In the ensuing years, RWJF pumped millions of dollars into these three programs. Then, about five years later, RWJF shifted the focus to childhood obesity with an initial $500 million commitment, incorporating the active living programs and adding healthy eating programs to the childhood obesity initiative.

Growing body of work

Fast forward to today. The work of planners has risen to the top of the agenda for U.S. public health. Indeed, the Surgeon General's recent call to action was about walking and walkability. When this effort started, no one in the health community knew what walkability was.

The amount of research on the built environment and public health that exists today is truly amazing. One of APA's three research centers is dedicated to this topic — the Planning and Community Health Center.

Our first research study on the built environment and obesity was published in 2003 (with funding from RWJF). A 2014 review of literature by J.D. Makenbach et al. Published in BMC Public Health found more than 5,000 original articles published since then, examining associations between physical environmental characteristics and adult weight status. While the research is still maturing, the weight (another pun) of evidence backs up what we said back in 2003: Urban sprawl makes you fat, sick, and dead.

The earliest studies of the built environment and public health appeared in established journals such as the Journal of the American Planning Association and the American Journal of Preventive Medicine.

Since then, due to the volume of research, other journals have sprouted up. A favorite of mine is the Journal of Transport & Health, established in 2014. Its mission is to research the many interactions between transport and health.

In one article in the latest issue (vol. 3, issue 2) by Langlois et al. (tinyurl.com/zyphpbz), the authors conducted surveys of residents living in seven transit-oriented developments in North America: Rosslyn Station, Arlington, Virginia; South Orange Station, South Orange, New Jersey; Berkeley Station, Berkeley, California; Mockingbird Station, Fort Worth, Texas; Downtown Plano Station, Dallas; Equinox Station, Toronto; and Joyce-Collingwood Station, Vancouver, British Columbia.

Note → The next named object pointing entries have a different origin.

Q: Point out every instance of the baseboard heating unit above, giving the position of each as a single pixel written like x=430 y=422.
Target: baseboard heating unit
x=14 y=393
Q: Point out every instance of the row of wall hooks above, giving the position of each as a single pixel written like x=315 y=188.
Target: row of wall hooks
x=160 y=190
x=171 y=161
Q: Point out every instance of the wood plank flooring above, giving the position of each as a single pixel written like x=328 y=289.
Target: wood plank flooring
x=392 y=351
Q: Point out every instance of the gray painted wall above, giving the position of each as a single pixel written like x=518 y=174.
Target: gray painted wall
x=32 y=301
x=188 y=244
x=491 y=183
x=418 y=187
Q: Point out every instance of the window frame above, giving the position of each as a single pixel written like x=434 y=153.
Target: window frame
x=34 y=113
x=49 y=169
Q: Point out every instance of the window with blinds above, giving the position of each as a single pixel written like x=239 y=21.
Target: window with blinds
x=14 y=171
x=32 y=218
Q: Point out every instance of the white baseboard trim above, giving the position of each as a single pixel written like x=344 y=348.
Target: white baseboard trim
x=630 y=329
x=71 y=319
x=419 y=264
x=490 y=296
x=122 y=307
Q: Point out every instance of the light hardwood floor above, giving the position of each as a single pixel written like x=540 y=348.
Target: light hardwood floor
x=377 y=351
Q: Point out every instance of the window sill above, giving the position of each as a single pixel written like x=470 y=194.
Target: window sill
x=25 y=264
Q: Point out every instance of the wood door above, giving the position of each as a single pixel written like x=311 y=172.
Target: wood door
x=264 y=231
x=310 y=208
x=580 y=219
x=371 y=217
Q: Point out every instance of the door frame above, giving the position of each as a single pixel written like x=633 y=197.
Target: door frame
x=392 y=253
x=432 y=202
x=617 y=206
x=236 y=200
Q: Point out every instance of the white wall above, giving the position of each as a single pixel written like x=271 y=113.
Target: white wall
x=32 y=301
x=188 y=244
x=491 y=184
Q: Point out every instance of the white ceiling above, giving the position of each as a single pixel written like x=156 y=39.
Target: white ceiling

They found that individuals who use public transportation are more likely to achieve recommended levels of physical activity than those who do not. Pedestrian friendliness of the residential location, affordability of public transport, and good weather all had positive effects.

It has been said more than once that planning has its roots in public health ("health, safety, welfare"). Now, after decades of planning for the automobile, we have finally come full circle.

—Reid Ewing

Reid Ewing is chair of the Department of City and Metropolitan Planning at the University of Utah, an associate editor of the Journal of the American Planning Association, and an editorial board member of the Journal of Transport & Health.